Causal Discovery on Discrete Data via Weighted Normalized Wasserstein Distance

IEEE Trans Neural Netw Learn Syst. 2024 Apr;35(4):4911-4923. doi: 10.1109/TNNLS.2022.3213641. Epub 2024 Apr 4.

Abstract

The task of causal discovery from observational data (X,Y) is defined as the task of deciding whether X causes Y , or Y causes X or if there is no causal relationship between X and Y . Causal discovery from observational data is an important problem in many areas of science. In this study, we propose a method to address this problem when the cause-and-effect relationship is represented by a discrete additive noise model (ANM).
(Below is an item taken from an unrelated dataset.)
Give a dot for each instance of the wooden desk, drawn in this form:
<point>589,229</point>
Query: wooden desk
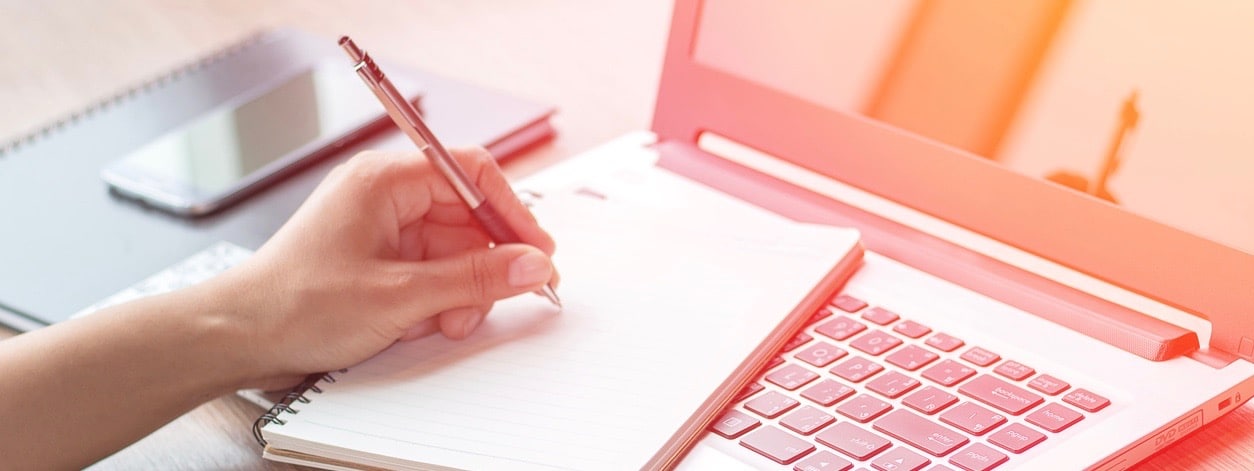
<point>598,62</point>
First, assuming that X causes Y , we estimate the conditional distributions of the noise given X using regression. Similarly, assuming that Y causes X , we also estimate the conditional distributions of noise given Y . Based on the structural characteristics of the discrete ANM, we find that the dissimilarity of the conditional distributions of noise in the causal direction is smaller than that in the anticausal direction. Then, we propose a weighted normalized Wasserstein distance to measure the dissimilarity of the conditional distributions of noise. Finally, we propose a decision rule for casual discovery by comparing two computed weighted normalized Wasserstein distances. An empirical investigation demonstrates that our method performs well on synthetic data and outperforms state-of-the-art methods on real data.